Purpose: The integrin α_vβ₃ plays a key role in angiogenesis and tumor cell metastasis and is therefore an important target for new therapeutic and diagnostic strategies. We have developed [¹⁸F]Galacto-RGD, a highly α_vβ₃-selective tracer for positron emission tomography (PET). Here, we show, in man, that the intensity of [¹⁸F]Galacto-RGD uptake correlates with α_vβ₃ expression.

Experimental Design: Nineteen patients with solid tumors (musculoskeletal system, n = 10; melanoma, n = 4; head and neck cancer, n = 2; gliobastoma, n = 2; and breast cancer, n = 1) were examined with PET using [¹⁸F]Galacto-RGD before surgical removal of the tumor lesions. Snap-frozen specimens (n = 26) were collected from representative areas with low and intense standardized uptake values (SUV) of [¹⁸F]Galacto-RGD. Immunohistochemistry was done using the α_vβ₃-specific antibody LM609. Intensity of staining (graded on a four-point scale) and the microvessel density of α_vβ₃-positive vessels were determined and correlated with SUV and tumor/blood ratios (T/B).

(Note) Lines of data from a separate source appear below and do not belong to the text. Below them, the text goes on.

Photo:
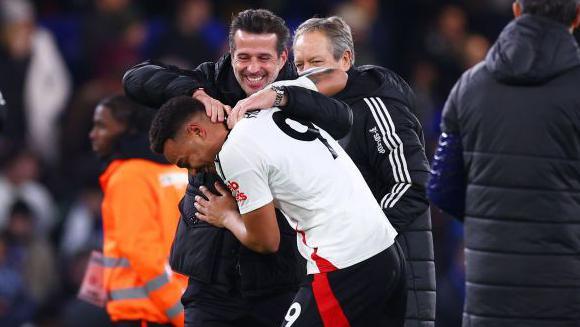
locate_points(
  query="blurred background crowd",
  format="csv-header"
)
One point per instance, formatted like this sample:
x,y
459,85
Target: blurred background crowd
x,y
58,58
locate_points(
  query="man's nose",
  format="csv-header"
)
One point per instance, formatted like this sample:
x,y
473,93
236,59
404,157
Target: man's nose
x,y
254,66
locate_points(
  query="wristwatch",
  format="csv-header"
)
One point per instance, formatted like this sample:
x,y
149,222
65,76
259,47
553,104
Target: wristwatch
x,y
279,95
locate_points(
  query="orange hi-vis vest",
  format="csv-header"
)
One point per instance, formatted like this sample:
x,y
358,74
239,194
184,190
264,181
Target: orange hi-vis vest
x,y
140,216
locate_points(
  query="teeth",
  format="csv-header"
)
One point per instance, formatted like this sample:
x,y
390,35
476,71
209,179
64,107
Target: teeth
x,y
254,79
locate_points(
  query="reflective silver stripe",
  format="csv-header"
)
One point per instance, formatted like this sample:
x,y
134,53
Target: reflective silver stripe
x,y
175,310
140,292
128,293
110,262
156,283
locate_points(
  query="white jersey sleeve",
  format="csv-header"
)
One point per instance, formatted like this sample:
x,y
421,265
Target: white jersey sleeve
x,y
302,81
246,175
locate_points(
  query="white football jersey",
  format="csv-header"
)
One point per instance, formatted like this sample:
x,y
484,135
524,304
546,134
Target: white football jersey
x,y
308,176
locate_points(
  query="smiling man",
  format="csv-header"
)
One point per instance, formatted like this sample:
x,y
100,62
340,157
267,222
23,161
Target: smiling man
x,y
229,284
355,269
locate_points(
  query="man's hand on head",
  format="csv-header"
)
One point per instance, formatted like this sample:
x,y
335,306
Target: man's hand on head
x,y
263,99
214,109
217,209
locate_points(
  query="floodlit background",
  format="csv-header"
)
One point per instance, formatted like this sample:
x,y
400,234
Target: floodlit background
x,y
58,58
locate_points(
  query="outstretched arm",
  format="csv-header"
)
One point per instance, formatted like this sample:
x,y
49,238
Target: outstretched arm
x,y
301,99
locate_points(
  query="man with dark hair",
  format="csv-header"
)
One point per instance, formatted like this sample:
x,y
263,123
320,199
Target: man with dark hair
x,y
229,284
508,165
355,268
260,21
385,142
141,192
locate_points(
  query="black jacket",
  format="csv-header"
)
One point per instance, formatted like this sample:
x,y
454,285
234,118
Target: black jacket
x,y
153,83
213,255
386,143
518,118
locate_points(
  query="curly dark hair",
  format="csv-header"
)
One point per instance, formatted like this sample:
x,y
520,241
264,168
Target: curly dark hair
x,y
260,21
562,11
170,117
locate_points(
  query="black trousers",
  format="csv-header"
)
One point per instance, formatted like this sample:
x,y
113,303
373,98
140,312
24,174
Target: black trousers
x,y
212,306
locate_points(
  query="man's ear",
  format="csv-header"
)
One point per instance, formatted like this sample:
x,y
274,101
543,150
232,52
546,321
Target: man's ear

Results: Two tumors showed no tracer uptake (mean SUV, 0.5 ± 0.1). All other tumors showed tracer accumulation with SUVs ranging from 1.2 to 10.0 (mean, 3.8 ± 2.3; T/B, 3.4 ± 2.2; tumor/muscle ratio, 7.7 ± 5.4). The correlation of SUV and T/B with the intensity of immunohistochemical staining (Spearman's r = 0.92; P < 0.0001) as well as with the microvessel density (Spearman's r = 0.84; P < 0.0001) were significant. Immunohistochemistry confirmed lack of α_vβ₃ expression in normal tissue (benign lymph nodes, muscle) and in the two tumors without tracer uptake.

Conclusions: Molecular imaging of α_vβ₃ expression with [¹⁸F]Galacto-RGD in humans correlates with α_vβ₃ expression as determined by immunohistochemistry. PET with [¹⁸F]Galacto-RGD might therefore be used as a new marker of angiogenesis and for individualized planning of therapeutic strategies with α_vβ₃-targeted drugs.